The Pataki Moment
Yes: I just wanted to be sure that somewhere on the web for all eternity would be an article referencing “the Pataki Moment.” Slate has a delightful piece today about the former governor of New York’s latest attempt to be part of a fun-filled Republican presidential primary saga. And bingo: not because Pataki is showing up at bingo halls to connect with seniors, but because his web presence is poorly managed and thus overrun by internet bingo advertisements. A thing I learned today? The world is full of internet bingo sites – which seem inherently self-contradicting – and they like to advertise on derelict political sites. Not this one, though: Within the Margin is a bingo-free zone, though maybe there’s a business model to be found here…
But I digress. Anyone who’s talked politics with me in recent years has heard me mock this guy’s quadrennial presidential flirtations. You see, I’m too young to really remember much of the Pataki governorship: I just remember him sort of being in and around the 9/11 response, but those are really the Giuliani and Bush “moments.” And then I remember him preparing to leave office with a 30% approval rating according to the best collegiate pollster in the business. That was the precursor to the Spitzer moment, which went poorly for New York, and it was also the precursor to the first (that I’m aware of, anyway) Pataki presidential campaign “buzz.”
That first foray never became a moment, though we did have Pataki-in-Iowa reporting from the Times. Most notable: Pataki’s desire to visit a country fair. I can relate: I enjoy a good fair. Many trips to Iowa and New Hampshire followed, and presumably many fairs visited, but no formal campaign materialized. The country would plod along without him for a while, but our fears were briefly allayed in the summer of 2012, when the Post noted that Pataki was back on the Iowa picnic circuit and preparing to jump into the nomination race. But no dice; he again opted to stay out, meaning that he would never join the likes of Herman Cain, Michele Bachmann, Donald Trump, Rick Perry, and Rick Santorum in topping GOP primary polls at some point in the 2012 campaign. And the American people have once again had to struggle along without his leadership.

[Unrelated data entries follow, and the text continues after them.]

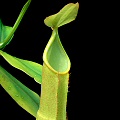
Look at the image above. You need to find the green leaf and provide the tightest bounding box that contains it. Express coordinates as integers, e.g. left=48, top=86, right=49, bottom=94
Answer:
left=44, top=3, right=79, bottom=28
left=0, top=20, right=13, bottom=48
left=0, top=0, right=31, bottom=49
left=0, top=66, right=40, bottom=117
left=0, top=50, right=42, bottom=84
left=36, top=29, right=70, bottom=120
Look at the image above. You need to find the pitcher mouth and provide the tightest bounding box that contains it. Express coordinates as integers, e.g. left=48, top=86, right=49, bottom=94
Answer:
left=43, top=29, right=70, bottom=74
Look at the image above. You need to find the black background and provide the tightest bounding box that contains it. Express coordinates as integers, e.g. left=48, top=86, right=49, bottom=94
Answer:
left=0, top=0, right=101, bottom=120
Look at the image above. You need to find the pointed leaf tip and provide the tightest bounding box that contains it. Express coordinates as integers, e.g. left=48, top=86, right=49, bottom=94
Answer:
left=44, top=2, right=79, bottom=28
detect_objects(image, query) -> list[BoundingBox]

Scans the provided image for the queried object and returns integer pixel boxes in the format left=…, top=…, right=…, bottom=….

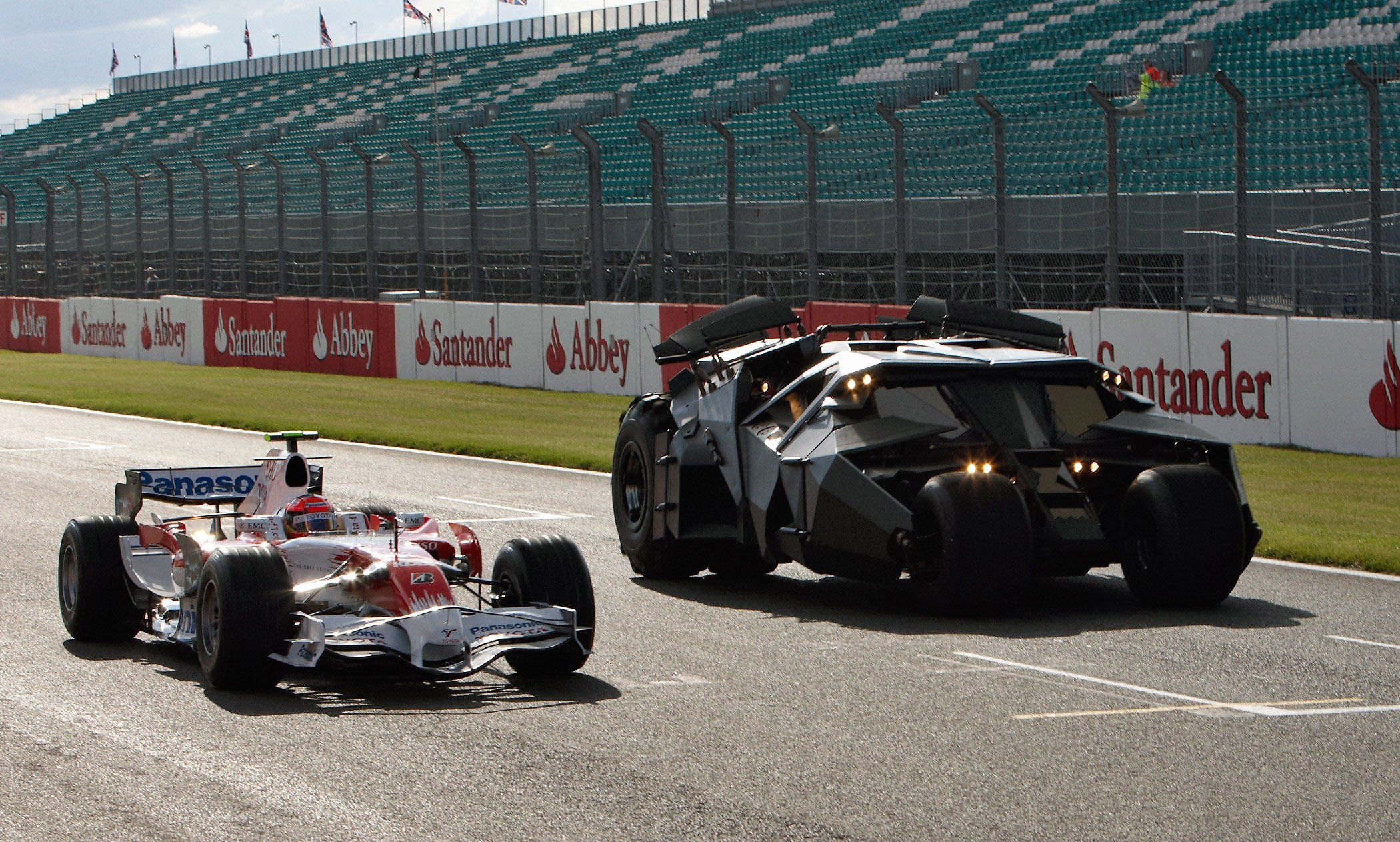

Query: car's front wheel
left=195, top=545, right=294, bottom=689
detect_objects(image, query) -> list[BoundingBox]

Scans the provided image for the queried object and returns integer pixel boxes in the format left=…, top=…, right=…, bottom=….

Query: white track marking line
left=0, top=436, right=113, bottom=453
left=953, top=651, right=1400, bottom=716
left=437, top=495, right=592, bottom=524
left=1327, top=635, right=1400, bottom=649
left=1253, top=556, right=1400, bottom=583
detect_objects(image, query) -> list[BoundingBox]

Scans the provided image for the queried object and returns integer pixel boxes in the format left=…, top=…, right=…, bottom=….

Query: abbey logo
left=311, top=309, right=374, bottom=371
left=10, top=301, right=47, bottom=342
left=1371, top=342, right=1400, bottom=430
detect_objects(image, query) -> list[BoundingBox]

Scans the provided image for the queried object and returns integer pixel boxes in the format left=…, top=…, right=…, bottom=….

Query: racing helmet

The 2016 field has a somewhat more serious mix of personalities, though not universally so: Trump is “seriously thinking” of running and Palin is “seriously interested” and Mike Huckabee is seriously warring with Beyonce and Ben Carson is seriously proposing that homophobic bakers might poison same-sex couples’ wedding cakes. Those clowns aside, Pataki likes to think of himself as a thinker and innovator and may find the tone in 2016 a bit more amenable to policy discussions. Now 69 years of age, Pataki needs to act soon if he wants to be able to say he once ran for president. He’s running out of time to create the Pataki Moment that our country, err, George Pataki, so desperately needs.